Bak Yasin!.. Hocan Hamza senden nefret ediyor. Bunu üçümüz de biliyoruz. Seni bitirmek için elinden geleni yapıyor. Metodu da, kendine güvenini sıfırlamak. Seni her maçta oyundan alarak bunu sağlıyor. Sahaya çıktığı andan itibaren "Ne zaman alınacağım" diye oynayan oyuncudan hayır gelmez. Hamza bunu en iyi bilen adam ve en iyi de uyguluyor. 1 dakika kalsa bile alıyor seni oyundan..
Bu durumda, kendine güveneceksin ve taraftarın desteğini kazanacaksın.
Ama Burak'taki hastalık sende de var.
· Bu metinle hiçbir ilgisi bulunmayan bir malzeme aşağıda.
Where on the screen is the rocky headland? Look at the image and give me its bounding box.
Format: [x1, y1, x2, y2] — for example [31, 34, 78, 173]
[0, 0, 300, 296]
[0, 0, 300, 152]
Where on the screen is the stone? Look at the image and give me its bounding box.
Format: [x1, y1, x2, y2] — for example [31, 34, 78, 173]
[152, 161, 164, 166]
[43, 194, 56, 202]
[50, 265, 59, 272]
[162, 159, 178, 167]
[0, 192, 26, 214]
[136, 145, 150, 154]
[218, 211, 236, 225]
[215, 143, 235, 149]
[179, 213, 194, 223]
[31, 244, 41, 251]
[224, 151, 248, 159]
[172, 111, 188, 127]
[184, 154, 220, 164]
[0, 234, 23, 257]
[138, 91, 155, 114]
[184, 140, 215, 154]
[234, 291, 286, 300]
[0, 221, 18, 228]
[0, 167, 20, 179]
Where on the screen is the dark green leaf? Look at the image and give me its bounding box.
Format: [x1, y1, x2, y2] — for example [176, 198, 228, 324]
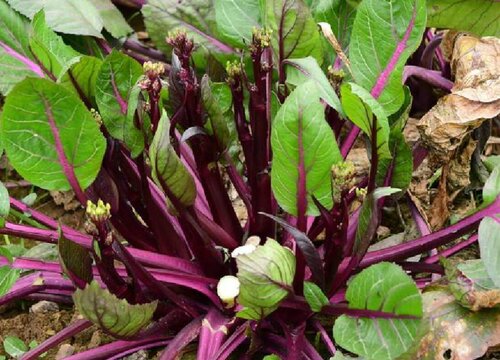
[427, 0, 500, 37]
[149, 112, 196, 212]
[478, 217, 500, 288]
[0, 266, 20, 296]
[286, 56, 343, 115]
[263, 0, 323, 64]
[333, 263, 423, 360]
[304, 281, 330, 312]
[271, 81, 342, 215]
[214, 0, 260, 48]
[1, 78, 106, 190]
[95, 51, 144, 154]
[73, 281, 158, 337]
[349, 0, 426, 115]
[236, 239, 295, 320]
[30, 12, 81, 78]
[3, 336, 29, 359]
Sahaya akın başlatmak, gol attırmak, atmak için değil, faul almak ve rakibe kart göstertmek için çıkıyorsun adeta.
Kendini yere atmak için çırpınıyorsun resmen.. Oysa futbolcu, hele iyi futbolcu, ayakta kalmak, akını sürdürmek ve gole gitmek için direnir.. Sen kendini yere attıkça, seyirci "Yapamayacağını, beceremeyeceğini anlayınca, bin sahte numara ile yerlere fırlatıyor kendini" diyor ve sana sırt çeviriyor.
Hakem o çok "Ayıp" numaranı yemeyince, bu defa hakeme saldırıyorsun, takım arkadaşların gibi.. En iyi niyetli hakemi bile daha ilk yarım saat dolmadan Galatasaray düşmanı yapanların başında geliyorsun.
Bunları sana Hamza söylemeli. Ama o senin kendi kendini yok etmeni, sıfırlamanı zevkle izliyor, için için.. Seni yuhalattığı gün, bayram yapacak..
Kendine gel Yasin!.
Oyununu ayıpsız oyna.. Ve topla, ve rakiple oyna.. Hakemle değil!.
Daha başlarken bitiyorsun, haberin olsun!.